C’est un véritable séisme pour les Algériens désireux de voyager à l’étranger. La Banque d’Algérie a émis une nouvelle directive actant la fin définitive de l’octroi en espèces de l’allocation touristique (fixée à 750 euros).
Désormais, la détention d’une carte bancaire internationale est obligatoire pour en bénéficier. Une décision brutale qui plonge les agences bancaires dans le chaos et laisse les futurs voyageurs dans l’incertitude la plus totale.
Une transition numérique brutale qui prend les voyageurs de court
Annoncée à la mi-juillet 2026, cette directive de la BNA met fin brusquement à l’ancien système de retrait physique des devises. L’objectif affiché par les autorités est clair : moderniser les flux financiers et lutter contre la fraude entourant cette allocation. Pour rappel, celle-ci avait été rehaussée en juillet 2025 par le président de la République, Abdelmadjid Tebboune, à 750 euros pour les adultes et 300 euros pour les mineurs.
Cependant, l’application immédiate de cette mesure, sans période de transition, a pris tout le monde de court. Entre la suspension des anciennes procédures et le manque de directives claires pour les agents bancaires, le flou est total.
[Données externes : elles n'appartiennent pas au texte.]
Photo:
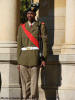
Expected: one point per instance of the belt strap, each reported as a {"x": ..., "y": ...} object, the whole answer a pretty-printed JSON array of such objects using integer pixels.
[
  {"x": 29, "y": 48},
  {"x": 30, "y": 36}
]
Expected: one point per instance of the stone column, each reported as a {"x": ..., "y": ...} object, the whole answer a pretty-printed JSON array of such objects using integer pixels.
[
  {"x": 67, "y": 58},
  {"x": 69, "y": 47},
  {"x": 10, "y": 88}
]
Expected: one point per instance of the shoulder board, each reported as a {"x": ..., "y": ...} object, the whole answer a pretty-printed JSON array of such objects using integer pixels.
[{"x": 43, "y": 23}]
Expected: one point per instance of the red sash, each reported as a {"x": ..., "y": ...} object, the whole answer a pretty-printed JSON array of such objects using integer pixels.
[{"x": 30, "y": 36}]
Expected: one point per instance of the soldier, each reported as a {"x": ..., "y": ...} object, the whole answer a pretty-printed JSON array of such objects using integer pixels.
[{"x": 28, "y": 53}]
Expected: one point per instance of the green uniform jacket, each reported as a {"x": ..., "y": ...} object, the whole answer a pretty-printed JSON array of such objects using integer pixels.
[{"x": 30, "y": 57}]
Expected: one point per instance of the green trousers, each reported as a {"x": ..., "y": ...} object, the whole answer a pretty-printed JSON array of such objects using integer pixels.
[{"x": 29, "y": 82}]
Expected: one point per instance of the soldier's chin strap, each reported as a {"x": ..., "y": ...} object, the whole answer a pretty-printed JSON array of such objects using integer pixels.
[{"x": 30, "y": 36}]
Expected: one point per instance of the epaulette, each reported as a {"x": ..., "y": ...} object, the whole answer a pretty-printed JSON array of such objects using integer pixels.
[{"x": 42, "y": 23}]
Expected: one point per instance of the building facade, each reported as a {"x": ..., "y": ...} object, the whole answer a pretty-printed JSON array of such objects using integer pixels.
[{"x": 59, "y": 17}]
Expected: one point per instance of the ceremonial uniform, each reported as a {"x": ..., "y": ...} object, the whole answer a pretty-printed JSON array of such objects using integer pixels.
[{"x": 28, "y": 56}]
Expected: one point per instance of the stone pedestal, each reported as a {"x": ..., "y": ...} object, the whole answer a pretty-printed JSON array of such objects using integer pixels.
[
  {"x": 10, "y": 84},
  {"x": 69, "y": 46},
  {"x": 67, "y": 89}
]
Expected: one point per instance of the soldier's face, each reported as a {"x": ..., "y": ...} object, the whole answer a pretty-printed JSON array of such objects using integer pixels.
[{"x": 31, "y": 15}]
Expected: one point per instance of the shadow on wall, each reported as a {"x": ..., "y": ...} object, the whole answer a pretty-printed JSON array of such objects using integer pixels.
[
  {"x": 51, "y": 78},
  {"x": 0, "y": 82},
  {"x": 51, "y": 75},
  {"x": 46, "y": 14}
]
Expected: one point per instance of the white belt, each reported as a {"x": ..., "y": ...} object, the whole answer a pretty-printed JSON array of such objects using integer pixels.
[{"x": 29, "y": 48}]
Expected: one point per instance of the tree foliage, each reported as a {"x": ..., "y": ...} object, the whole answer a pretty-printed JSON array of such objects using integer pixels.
[{"x": 24, "y": 5}]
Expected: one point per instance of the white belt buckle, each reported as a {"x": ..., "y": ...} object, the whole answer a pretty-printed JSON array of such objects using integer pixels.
[{"x": 28, "y": 48}]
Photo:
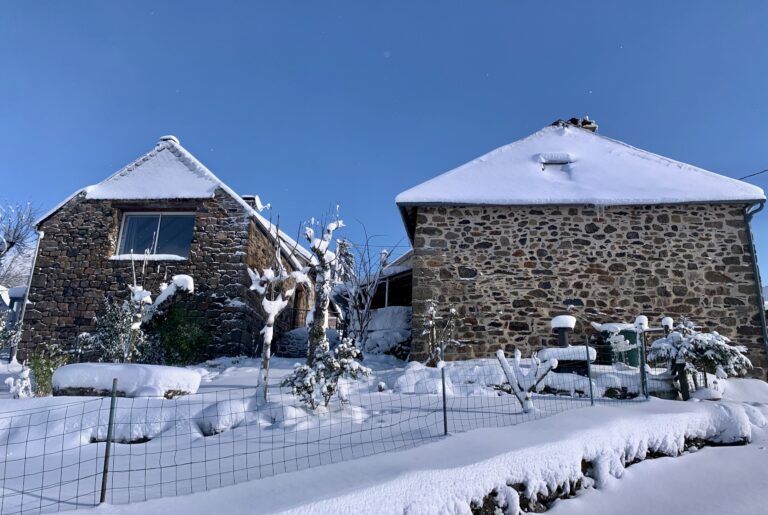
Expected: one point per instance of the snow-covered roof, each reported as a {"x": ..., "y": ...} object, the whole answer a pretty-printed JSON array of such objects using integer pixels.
[
  {"x": 169, "y": 171},
  {"x": 563, "y": 164}
]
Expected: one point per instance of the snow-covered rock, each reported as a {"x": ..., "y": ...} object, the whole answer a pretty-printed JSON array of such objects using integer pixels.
[{"x": 133, "y": 380}]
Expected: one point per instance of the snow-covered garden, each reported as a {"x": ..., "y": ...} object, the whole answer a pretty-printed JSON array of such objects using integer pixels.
[{"x": 128, "y": 429}]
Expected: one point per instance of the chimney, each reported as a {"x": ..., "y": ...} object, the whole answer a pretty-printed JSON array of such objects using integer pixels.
[{"x": 583, "y": 123}]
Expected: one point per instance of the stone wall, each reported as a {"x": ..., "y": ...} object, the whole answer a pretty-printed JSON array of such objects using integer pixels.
[
  {"x": 508, "y": 270},
  {"x": 73, "y": 271}
]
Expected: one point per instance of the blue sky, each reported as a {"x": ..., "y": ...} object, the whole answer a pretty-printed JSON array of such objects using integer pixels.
[{"x": 311, "y": 104}]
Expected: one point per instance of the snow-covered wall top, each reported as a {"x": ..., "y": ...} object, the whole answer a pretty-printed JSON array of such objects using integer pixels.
[{"x": 590, "y": 169}]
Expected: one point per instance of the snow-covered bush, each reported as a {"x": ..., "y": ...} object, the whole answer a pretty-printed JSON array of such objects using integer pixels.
[
  {"x": 708, "y": 352},
  {"x": 179, "y": 337},
  {"x": 20, "y": 386},
  {"x": 9, "y": 334},
  {"x": 316, "y": 384},
  {"x": 43, "y": 364},
  {"x": 524, "y": 384},
  {"x": 440, "y": 331},
  {"x": 117, "y": 337}
]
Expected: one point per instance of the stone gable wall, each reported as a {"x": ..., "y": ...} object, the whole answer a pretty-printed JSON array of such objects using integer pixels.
[
  {"x": 508, "y": 270},
  {"x": 73, "y": 271}
]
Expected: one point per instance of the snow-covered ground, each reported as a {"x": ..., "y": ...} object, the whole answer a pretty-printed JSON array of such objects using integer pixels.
[
  {"x": 223, "y": 436},
  {"x": 447, "y": 475}
]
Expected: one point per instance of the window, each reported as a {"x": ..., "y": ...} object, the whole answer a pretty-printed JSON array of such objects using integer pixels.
[{"x": 160, "y": 233}]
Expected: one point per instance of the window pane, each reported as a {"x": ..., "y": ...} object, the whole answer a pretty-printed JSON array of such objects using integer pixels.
[
  {"x": 138, "y": 233},
  {"x": 175, "y": 234}
]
Scènes de chaos dans les agences : « On n’a rien compris ! »
Devant les guichets des banques, notamment en Kabylie à Tizi-Ouzou, la tension est palpable. Les citoyens dont le départ à l’étranger est imminent se retrouvent pris au piège d’une bureaucratie non préparée.
« J’ai mon visa qui est en cours jusqu’au 25 juillet. Avec cette nouvelle instruction qui exige une carte bancaire internationale, il m’est impossible de bénéficier de mon allocation touristique à temps. C’est injuste ! Même si on sait que voyager avec une carte Visa ou Mastercard est plus pratique, il aurait fallu nous laisser le temps de nous retourner. »
— Un client en colère devant une agence à Tizi-Ouzou
Du côté des professionnels du secteur, le constat est tout aussi alarmant. Les employés de banque, livrés à eux-mêmes sans feuille de route précise, font face à une surcharge de travail inédite :
- Explosion de la demande : Les guichets sont littéralement submergés.
- Des chiffres vertigineux : Certaines agences sont passées d’une trentaine de demandes de cartes internationales par an à plus de 50 demandes par jour.
- Un flou technique : Les chargés de clientèle n’ont pas encore reçu les modalités d’application détaillées de la circulaire.
Délais de livraison et flambée du marché noir : les effets collatéraux
Le principal point de blocage réside dans la logistique. Obtenir une carte bancaire internationale en Algérie prend du temps—parfois plusieurs mois. Pour les milliers de voyageurs ayant planifié leurs vacances d’été, le timing est intenable.
Cette situation risque d’avoir des conséquences directes sur l’économie informelle :
- La ruée vers le marché parallèle : Privés de leur allocation officielle en devises, les voyageurs n’auront d’autre choix que de se tourner vers les cambistes informels (notamment au niveau du Square Port-Saïd à Alger).
- La flambée des cours : Cette hausse soudaine de la demande sur le marché noir de la devise risque de faire s’envoler le cours de l’euro face au dinar algérien.
En résumé : Ce qu’il faut savoir sur la nouvelle mesure
| Paramètre | Ancien Système | Nouveau Système (Directive de juillet 2026) |
| Mode de retrait | Espèces (Cash en main) | Crédité sur Carte Bancaire Internationale |
| Montant de l’allocation | 750 € (Adulte) / 300 € (Mineur) | Identique (750 € / 300 €) |
| Délai d’obtention | Immédiat au guichet | Plusieurs semaines à mois (confection de la carte) |
| Statut actuel | Suspendu | Obligatoire (modalités d’application attendues) |
Pour l’heure, clients et banquiers partagent le même mot d’ordre : « Wait and see ». Les détails d’application et les solutions de facilitation pour les départs urgents ne devraient pas être connus et détaillés par la BNA avant le 20 juillet. D’ici là, le voyage vers l’étranger ressemble, pour beaucoup d’Algériens, à un parcours du combattant.